Public Health.

Background: The WHO's Global Dementia Action Plan comprises seven action areas, including dementia diagnosis, treatment, care, and support. Palliative care is called for as a core component of the care continuum from the diagnosis to the end of life. Japan has pursued a holistic care approach in dementia policies. However, from our review, we found that palliative care components are not fully represented. We aim to present how Japanese policies have been translated into practice and highlight challenges that remain to be addressed.

Method: We performed empirical research derived from real-world data to examine the potential gaps between policies and daily practice in Japan.

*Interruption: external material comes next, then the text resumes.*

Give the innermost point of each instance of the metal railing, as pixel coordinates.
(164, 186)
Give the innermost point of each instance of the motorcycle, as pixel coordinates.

We focused on four topics: advance care planning, neuropsychiatric symptoms, physical restraint in acute care, and end-of-life care.

Result: Engagement of advance care planning was typically triggered by a clinical dementia diagnosis, and the doctor providing the diagnosis was not often involved in the conversation with the patient. We developed a psychosocial intervention program (DEMBASE®) to reduce neuropsychiatric symptoms in collaboration with a Swedish BPSD-registry team, for which effectiveness was verified. Physical restraint of inpatients was prevalent even in units with a dementia care benefit. The onset of the COVID-19 pandemic triggered the shift to hospital deaths, which were uniquely observed in deaths from dementia.

Conclusion: Japanese dementia policies promote "aging in place," which is now a mainstream strategy globally. However, dementia care remains suboptimal. Baseline palliative care should be integrated into dementia diagnoses, treatment, care, and support.